We are eating a credit card’s worth of plastic every week

A campaign by the WWF Singapore has revealed that the average person consumes approximately 5g of plastic every week. The NGO is calling on governments and businesses around the world to forge a global treaty to tackle plastic pollution.

Plastic bag floats near bait ball. Image: WWF

People are eating approximately 5 grams of plastic every week, the equivalent weight of a credit card, according to a new global study by World Wide Fund for Nature (WWF) Singapore.

Drinking water is the leading source of plastic ingestion in humans, the study found. A 500 millilitre bottle of drinking water contains approximately 1,759 tiny plastic fibres. Other key sources of plastic ingestion include shellfish, beer and salt.

Invisible to the naked eye, microplastics do not biodegrade and persist in the marine environment. Microplastics are tiny particles that are directly released into the environment, through microbeads found in personal care products and the washing of polyester fabrics. In addition, they can also be derived from larger pieces of marine trash, such as plastic bags, that break down in the ocean. 

WWF your plastic diet

People are eating the equivalent weight of a credit card every week, according to a new study by WWF Singapore. Image: WWF SIngapore.

At present, not much is understood about how ingesting plastic can affect human health. However, preliminary studies suggest that these substances cannot be broken down by the human body.

At the same time, 8 million tonnes more plastic waste enter the oceans every year, according to UN Environment. Increasing production of plastic materials, poor recycling infrastructure and waste mismanagement, particularly in developing Asia, are turning our oceans into plastic dumping grounds.

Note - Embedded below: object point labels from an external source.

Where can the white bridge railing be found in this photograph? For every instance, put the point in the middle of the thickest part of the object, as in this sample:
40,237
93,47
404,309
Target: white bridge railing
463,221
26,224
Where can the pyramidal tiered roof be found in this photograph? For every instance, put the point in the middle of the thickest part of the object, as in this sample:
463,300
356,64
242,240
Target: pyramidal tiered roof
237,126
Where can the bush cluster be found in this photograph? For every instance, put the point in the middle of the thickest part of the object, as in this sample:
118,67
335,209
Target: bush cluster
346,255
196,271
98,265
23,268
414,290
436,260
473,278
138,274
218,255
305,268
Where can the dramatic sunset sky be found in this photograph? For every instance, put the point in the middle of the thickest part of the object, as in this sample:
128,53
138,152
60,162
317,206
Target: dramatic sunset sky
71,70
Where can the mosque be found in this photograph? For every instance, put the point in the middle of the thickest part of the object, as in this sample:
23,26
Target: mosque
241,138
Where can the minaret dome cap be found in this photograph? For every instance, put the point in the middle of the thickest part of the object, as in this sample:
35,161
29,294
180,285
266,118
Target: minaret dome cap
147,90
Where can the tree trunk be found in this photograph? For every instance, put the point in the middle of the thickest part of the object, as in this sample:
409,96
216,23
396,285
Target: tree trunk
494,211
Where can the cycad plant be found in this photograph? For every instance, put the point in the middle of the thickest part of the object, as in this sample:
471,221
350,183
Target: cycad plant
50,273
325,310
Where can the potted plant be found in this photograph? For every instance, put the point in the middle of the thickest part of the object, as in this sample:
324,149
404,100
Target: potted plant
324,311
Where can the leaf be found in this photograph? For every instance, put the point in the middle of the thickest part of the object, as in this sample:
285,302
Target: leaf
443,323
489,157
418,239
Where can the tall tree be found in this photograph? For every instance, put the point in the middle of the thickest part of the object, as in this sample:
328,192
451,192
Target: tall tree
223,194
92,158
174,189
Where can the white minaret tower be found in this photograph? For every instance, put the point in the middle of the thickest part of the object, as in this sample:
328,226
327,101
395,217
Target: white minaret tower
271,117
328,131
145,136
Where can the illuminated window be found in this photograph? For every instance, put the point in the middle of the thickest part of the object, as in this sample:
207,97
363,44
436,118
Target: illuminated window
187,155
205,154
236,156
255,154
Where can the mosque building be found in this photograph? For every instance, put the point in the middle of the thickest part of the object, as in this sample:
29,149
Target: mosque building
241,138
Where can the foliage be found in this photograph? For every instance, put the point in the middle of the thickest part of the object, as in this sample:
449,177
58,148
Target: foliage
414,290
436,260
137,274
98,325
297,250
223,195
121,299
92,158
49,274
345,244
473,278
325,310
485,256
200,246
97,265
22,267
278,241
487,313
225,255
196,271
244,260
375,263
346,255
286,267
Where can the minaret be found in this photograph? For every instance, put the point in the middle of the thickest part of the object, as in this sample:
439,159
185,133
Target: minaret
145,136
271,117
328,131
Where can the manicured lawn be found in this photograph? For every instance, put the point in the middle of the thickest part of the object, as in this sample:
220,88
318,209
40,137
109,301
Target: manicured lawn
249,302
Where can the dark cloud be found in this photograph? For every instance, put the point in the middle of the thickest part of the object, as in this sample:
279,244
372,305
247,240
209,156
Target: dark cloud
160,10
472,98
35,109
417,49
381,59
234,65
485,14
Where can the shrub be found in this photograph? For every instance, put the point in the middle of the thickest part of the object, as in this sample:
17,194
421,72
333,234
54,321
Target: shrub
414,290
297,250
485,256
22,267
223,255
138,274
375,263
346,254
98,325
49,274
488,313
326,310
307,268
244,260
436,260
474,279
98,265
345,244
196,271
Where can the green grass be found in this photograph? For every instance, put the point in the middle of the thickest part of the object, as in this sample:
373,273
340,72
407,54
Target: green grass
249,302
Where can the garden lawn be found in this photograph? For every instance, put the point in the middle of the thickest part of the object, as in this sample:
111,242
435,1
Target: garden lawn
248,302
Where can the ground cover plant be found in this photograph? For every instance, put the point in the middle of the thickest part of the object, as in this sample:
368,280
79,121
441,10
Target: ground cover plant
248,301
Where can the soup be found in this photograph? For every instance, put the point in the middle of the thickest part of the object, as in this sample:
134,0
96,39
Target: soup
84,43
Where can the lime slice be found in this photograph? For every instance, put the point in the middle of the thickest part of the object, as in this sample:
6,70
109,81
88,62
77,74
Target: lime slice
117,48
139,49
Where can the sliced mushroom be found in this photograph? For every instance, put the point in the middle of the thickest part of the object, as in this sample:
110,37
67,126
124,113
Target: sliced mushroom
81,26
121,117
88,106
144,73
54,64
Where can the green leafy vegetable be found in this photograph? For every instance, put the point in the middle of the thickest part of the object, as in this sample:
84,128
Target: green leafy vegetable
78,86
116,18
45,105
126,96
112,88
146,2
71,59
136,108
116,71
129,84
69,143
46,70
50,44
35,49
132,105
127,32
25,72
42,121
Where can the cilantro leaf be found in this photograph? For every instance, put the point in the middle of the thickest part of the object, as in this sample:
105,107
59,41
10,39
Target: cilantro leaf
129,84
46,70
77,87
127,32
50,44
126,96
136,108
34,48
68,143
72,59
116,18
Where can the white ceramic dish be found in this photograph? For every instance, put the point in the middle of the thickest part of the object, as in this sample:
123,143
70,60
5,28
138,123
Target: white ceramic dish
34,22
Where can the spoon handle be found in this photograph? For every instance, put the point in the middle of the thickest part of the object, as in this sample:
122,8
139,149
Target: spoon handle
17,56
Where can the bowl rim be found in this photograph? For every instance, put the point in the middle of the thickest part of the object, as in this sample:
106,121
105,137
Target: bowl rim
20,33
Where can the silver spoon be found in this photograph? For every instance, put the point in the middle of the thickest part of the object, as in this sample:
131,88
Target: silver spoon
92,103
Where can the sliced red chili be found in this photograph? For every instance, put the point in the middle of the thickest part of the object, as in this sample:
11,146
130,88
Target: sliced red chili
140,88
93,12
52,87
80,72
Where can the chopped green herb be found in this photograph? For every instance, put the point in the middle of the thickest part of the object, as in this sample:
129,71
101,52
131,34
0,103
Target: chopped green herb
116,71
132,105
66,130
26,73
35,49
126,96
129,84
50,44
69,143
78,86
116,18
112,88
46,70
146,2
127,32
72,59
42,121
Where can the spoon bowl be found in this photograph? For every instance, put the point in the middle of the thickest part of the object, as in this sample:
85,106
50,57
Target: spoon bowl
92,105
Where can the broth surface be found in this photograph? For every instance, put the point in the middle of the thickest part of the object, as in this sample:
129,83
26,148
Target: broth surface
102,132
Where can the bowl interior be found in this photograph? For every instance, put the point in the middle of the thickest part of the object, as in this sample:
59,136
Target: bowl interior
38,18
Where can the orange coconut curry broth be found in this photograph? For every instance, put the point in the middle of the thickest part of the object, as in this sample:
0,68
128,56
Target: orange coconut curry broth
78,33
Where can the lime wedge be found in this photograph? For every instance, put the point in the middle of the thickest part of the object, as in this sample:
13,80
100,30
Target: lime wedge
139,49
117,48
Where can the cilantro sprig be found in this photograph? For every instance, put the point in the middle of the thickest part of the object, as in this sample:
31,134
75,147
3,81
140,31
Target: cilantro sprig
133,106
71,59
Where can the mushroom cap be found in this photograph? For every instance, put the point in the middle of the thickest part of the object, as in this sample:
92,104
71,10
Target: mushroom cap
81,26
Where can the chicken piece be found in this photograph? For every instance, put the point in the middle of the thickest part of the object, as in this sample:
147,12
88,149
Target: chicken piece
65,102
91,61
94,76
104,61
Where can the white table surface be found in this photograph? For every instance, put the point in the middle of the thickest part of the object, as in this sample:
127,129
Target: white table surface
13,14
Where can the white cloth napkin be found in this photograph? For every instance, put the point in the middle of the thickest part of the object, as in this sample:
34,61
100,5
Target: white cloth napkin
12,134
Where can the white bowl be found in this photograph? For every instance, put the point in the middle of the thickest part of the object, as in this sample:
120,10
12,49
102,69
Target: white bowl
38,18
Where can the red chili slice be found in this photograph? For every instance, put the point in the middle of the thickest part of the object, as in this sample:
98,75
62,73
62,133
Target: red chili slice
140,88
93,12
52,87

“In order to tackle the plastic crisis, we need urgent action at the government, business and consumer levels, and a global treaty with global targets to address plastic pollution,” said Marco Lambertini, WWF International’s director general.

A global petition, launched by WWF in February this year, to push for a legally binding treaty to address plastic pollution through international cooperation has garnered over 650,000 signatures. Proposed measures include setting quantifiable national targets to reduce and manage plastic waste, legislating extended producer responsibility to hold businesses accountable for the plastics they produce and supporting emerging research on the health effects of plastics and microplastics.

WWF’s campaign website, yourplasticdiet.org, reveals how much microplastics is in your food and how you can participate in the fight against plastic pollution.